Lincoln Tobier at Pat Hearn

Art in America, Jan, 1998 by Tom Eccles

In his ongoing project (It all comes together in) Ruckus L.A., Lincoln Tobier envisions making an architectural model of Los Angeles in collaboration with the residents of the city. Taking inspiration from Red Grooms's exuberant Ruckus Manhattan (1975-76), Tobier plans to ask community groups and individuals to construct miniature versions of their neighborhoods, or the drive to work, or any part of the city's built environment that appears significant to them. The resulting model of the city would reveal a phenomenological topology of the residents' perceived, rather than actual, urban environment.

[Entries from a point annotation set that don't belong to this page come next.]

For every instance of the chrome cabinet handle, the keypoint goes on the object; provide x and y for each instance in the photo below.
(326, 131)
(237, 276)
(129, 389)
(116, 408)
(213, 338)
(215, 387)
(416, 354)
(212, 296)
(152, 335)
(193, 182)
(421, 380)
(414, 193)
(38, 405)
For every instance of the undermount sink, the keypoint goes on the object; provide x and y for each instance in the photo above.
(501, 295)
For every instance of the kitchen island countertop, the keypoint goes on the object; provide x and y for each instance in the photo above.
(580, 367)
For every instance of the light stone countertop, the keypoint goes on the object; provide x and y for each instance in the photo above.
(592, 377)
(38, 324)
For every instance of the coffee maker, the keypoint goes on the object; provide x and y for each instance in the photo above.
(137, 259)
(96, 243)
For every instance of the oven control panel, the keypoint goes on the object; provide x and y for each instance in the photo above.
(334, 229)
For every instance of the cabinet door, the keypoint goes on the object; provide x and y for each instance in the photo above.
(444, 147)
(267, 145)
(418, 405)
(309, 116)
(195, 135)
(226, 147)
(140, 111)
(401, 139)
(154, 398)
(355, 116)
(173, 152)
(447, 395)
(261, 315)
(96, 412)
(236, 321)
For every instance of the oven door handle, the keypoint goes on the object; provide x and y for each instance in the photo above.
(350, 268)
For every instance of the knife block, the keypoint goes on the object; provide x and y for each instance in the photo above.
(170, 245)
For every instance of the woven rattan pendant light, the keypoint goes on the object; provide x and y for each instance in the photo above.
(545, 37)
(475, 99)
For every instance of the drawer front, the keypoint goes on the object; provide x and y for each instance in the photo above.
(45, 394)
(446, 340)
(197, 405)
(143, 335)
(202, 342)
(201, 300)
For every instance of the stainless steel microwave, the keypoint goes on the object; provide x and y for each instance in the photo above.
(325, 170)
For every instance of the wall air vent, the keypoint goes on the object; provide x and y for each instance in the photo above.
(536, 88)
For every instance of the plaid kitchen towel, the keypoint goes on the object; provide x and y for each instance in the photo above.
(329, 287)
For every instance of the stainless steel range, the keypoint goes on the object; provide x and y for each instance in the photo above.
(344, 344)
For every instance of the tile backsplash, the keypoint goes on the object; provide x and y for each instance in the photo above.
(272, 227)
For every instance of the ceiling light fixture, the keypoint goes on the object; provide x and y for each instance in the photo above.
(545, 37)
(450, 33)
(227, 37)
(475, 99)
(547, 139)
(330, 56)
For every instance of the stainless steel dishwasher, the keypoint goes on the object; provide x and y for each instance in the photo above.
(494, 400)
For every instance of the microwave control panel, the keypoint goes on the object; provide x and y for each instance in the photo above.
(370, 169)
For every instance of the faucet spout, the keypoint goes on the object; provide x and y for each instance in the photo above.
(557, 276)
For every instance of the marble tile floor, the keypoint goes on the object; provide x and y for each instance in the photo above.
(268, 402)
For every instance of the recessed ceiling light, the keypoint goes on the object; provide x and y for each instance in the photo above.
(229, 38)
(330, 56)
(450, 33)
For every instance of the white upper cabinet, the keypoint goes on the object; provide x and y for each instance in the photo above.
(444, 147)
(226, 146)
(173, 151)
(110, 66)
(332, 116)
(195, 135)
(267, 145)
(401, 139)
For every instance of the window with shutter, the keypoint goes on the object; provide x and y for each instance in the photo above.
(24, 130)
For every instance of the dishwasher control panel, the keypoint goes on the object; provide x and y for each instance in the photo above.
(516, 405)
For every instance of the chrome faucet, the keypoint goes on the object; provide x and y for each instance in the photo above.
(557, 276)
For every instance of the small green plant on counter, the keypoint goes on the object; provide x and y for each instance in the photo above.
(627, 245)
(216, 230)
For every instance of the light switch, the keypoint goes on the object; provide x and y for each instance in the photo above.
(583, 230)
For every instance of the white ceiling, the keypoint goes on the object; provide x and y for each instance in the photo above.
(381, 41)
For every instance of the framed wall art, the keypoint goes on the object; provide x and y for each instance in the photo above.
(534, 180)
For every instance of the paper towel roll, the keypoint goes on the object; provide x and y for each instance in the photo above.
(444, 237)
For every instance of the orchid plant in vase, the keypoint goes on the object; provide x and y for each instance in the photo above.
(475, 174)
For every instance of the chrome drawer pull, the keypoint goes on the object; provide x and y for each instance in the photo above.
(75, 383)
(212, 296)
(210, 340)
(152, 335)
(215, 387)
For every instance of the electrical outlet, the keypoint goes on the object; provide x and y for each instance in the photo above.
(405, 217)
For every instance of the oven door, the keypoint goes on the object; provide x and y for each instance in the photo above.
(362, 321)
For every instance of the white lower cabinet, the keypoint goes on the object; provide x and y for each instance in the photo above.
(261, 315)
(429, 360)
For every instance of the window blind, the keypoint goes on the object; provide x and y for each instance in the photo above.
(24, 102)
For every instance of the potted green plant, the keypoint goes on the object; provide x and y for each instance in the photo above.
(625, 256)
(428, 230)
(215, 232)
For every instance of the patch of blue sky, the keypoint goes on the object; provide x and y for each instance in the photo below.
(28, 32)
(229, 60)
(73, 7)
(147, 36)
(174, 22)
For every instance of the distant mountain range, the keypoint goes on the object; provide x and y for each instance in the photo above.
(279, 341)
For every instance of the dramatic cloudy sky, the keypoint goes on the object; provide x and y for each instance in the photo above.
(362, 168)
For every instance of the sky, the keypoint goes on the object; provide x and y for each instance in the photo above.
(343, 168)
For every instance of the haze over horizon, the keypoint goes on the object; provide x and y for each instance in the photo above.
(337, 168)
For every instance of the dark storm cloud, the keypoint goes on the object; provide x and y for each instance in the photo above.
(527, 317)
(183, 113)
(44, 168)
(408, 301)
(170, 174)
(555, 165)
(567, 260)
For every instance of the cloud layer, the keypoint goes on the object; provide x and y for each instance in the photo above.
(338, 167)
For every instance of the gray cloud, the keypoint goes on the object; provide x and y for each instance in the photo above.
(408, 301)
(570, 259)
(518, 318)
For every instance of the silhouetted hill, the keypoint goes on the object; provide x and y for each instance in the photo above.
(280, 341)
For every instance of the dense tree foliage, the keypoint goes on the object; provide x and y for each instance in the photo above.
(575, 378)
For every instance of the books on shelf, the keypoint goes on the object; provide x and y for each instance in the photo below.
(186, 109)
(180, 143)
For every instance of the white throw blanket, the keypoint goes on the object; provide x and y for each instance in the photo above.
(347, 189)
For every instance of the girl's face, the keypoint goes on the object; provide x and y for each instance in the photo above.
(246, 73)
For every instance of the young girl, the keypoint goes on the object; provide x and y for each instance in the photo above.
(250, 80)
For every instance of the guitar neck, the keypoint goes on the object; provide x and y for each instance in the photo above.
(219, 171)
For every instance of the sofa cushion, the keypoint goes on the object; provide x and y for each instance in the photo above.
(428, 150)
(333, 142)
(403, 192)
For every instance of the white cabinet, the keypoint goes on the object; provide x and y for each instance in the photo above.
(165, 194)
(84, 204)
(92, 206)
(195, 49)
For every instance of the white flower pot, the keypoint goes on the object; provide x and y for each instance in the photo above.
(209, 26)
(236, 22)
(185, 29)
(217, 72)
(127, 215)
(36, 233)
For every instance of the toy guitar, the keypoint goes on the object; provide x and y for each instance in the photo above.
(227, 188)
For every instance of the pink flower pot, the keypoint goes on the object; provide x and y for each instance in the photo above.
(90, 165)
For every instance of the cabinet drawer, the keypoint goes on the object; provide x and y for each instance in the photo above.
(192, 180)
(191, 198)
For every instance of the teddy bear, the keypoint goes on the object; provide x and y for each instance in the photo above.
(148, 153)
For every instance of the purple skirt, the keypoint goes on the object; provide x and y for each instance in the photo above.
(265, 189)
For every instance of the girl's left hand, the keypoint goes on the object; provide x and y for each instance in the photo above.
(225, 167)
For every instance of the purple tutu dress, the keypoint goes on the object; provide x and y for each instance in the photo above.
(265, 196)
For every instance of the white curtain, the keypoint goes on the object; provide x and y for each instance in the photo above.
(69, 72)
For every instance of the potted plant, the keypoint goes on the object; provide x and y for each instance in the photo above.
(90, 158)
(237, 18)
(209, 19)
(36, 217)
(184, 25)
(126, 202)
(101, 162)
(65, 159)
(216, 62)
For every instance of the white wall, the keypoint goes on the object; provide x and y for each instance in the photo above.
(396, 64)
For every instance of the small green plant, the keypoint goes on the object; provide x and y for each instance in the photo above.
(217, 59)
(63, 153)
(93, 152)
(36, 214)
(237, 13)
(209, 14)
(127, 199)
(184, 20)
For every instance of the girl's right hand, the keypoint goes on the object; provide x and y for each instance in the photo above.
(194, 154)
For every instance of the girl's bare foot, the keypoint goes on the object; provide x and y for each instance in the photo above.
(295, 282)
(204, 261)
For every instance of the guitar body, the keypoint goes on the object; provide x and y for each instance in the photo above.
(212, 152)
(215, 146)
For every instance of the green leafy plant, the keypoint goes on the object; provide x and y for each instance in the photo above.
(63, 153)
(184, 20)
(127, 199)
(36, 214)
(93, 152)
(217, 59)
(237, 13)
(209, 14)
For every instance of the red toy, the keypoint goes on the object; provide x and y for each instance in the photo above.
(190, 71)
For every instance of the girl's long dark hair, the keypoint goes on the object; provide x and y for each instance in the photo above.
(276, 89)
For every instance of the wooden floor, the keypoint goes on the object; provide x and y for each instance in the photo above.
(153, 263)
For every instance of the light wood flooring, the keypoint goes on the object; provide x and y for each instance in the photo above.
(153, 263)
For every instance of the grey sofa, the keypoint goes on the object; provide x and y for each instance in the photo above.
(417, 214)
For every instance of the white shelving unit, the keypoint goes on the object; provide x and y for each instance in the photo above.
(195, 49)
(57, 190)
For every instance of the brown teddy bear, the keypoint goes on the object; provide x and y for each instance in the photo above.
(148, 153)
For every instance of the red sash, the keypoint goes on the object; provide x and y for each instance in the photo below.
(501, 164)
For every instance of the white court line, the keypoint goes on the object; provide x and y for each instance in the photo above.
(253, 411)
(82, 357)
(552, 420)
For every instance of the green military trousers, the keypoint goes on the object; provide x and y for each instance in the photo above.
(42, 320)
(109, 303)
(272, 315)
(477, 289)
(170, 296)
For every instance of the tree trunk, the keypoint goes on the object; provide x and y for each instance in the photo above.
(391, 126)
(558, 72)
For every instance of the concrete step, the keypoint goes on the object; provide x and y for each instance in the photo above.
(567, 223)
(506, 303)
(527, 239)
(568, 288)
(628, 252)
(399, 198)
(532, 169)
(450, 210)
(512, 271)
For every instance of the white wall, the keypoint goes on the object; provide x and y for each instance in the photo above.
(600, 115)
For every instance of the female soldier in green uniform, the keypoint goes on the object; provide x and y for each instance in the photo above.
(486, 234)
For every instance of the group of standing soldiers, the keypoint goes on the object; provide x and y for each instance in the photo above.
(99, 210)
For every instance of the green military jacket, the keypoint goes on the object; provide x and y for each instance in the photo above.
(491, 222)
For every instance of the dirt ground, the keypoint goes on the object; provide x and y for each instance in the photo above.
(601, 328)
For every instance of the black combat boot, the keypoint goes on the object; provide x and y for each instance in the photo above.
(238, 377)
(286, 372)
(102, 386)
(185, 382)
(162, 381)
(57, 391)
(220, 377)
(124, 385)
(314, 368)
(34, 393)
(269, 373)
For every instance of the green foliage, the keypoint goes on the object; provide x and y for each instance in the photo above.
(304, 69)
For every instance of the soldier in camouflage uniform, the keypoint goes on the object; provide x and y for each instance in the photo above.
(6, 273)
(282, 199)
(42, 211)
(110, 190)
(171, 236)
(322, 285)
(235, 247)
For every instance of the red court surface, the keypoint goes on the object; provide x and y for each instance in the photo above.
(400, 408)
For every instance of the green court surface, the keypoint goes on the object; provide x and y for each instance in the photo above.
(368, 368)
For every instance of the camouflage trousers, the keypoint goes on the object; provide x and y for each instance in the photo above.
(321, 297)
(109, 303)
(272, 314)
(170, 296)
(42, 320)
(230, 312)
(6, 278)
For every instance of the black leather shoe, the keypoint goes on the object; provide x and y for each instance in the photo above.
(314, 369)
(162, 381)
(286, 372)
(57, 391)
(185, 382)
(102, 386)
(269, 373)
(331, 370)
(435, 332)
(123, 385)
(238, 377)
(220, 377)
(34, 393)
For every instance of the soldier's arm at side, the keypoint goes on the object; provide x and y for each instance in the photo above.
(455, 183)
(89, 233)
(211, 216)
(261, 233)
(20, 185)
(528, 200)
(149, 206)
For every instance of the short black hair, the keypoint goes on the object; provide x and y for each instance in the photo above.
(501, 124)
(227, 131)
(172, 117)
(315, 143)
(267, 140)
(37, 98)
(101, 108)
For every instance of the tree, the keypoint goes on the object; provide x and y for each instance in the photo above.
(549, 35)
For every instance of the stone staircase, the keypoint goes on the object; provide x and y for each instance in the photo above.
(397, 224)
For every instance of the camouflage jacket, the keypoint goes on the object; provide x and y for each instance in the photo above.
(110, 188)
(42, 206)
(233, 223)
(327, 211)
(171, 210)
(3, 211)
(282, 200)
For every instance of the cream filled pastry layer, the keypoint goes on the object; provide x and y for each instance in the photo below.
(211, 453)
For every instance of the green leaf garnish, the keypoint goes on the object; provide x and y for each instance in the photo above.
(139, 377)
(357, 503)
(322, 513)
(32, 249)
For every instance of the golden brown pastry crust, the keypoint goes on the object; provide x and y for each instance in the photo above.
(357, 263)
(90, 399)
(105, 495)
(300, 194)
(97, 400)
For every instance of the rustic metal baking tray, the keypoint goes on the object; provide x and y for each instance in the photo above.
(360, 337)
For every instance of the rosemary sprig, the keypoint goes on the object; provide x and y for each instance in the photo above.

For his show at Pat Hearn, Tobier utilized a satellite photograph of Los Angeles to cover an oversized coffee table. Fascinating in itself, this mapping of L.A.'s sprawl suggests that from our necessarily circumscribed personal or domestic standpoint we rarely picture ourselves within the vast "objective" world around us. Two examples of Tobier's sculpture further elucidated his notion of our dislocated urban vision. A small model of a truncated stretch of highway was placed on a pedestal, a fragment that might represent the off ramp for the exit home or the way to the shops; or it might be an anxious reminder of the recent L.A. earthquake. In the second work, a 12-inch-high model of Simon Rodia's Watts Towers is flanked by photocopied images of city streetscapes glued to Styrofoam backing.

Tobier's Ruckus L.A., in contrast to Grooms's Ruckus Manhattan, is far from a celebration. Instead it speaks of dislocation, of lack of planning, of urban and societal anarchy. In a new work that builds on his exploration of urban themes, Tobier borrows a formal structure from early 20th-century mass culture: folded-paper toys. Conical forms with cutout, pop-up figures attached were spread across the darkened gallery floor; lit from below, they created an eerie nightscape of small hills. On closer inspection, we see that they are covered with the anonymous figures, cars and buildings of American suburbia. It was difficult to distinguish one hill from another or to discern any particular narrative -- but that would appear to be Tobier's point.